Did you change the posting id? I have already used 333

My reply:

A duplicate posting ID would return a 403, which is what I would expect. The problem is I am getting a 400 "XML Payload contains missing or incorrect values.".

(The subject of the email is "400 error")

chrismytton commented 11 years ago

Richard's reply

You are getting a 400 error as you are posting a hospital comment with an incorrect ODS code – try posting with RQXM1 for Homerton. You will need to use a posting ID of 3 as I have used 1 & 2

chrismytton commented 11 years ago

My reply:

I am only getting a 400 error when the XML includes <Rating QuestionID="6">5</Rating>, when it doesn't contain that the POST works successfully. Can you reproduce this behaviour?

chrismytton commented 11 years ago

Getting there:

Richard:

No I cannot. It works fine and I am getting a 202. As I have mentioned previously, the only 400 error I am getting is when I use your ODS code. Can you please try with the ODS code I supplied?

Me:

Apologies, posting using that ODS code does indeed give me back the 403 I was hoping for, (I was thrown off the scent because the html output contains <h2>400 BadRequest</h2>!).

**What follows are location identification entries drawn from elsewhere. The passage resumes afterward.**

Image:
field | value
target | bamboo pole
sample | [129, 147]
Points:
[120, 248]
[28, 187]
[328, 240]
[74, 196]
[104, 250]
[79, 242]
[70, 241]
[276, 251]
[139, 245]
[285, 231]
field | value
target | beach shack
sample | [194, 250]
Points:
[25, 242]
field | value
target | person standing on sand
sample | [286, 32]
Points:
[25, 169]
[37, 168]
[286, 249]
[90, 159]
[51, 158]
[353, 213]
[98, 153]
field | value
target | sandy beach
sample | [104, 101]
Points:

However according to the API documentation it should return a 404 status code when the ODS code isn't valid (e.g. if I use XXX as the ODS code it correctly returns a 404 status code).

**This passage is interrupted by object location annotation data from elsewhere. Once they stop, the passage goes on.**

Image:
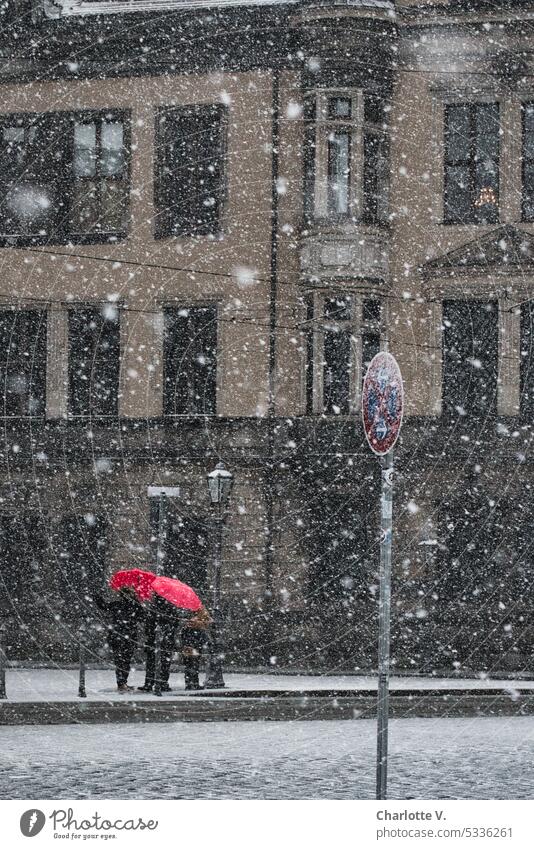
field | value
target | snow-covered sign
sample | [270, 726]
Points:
[168, 491]
[382, 403]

We use the status codes that are returned from the API to determine how to handle the error, so it would be preferable for an invalid ODS code to consistently return a 404 "The NACS code is not valid" rather that a 400 "The XML has invalid fields" so we know what the problem is.

Can you let me know when this is fixed and I will test again.

:cry:

chrismytton commented 11 years ago

Latest from Richard:

I will raise a service desk ticket for the issue. However, the fix will take time to be implemented as it will not be classed as a priority.

chrismytton commented 11 years ago

Closing as this is an issue with the Choices API, not Care Connect.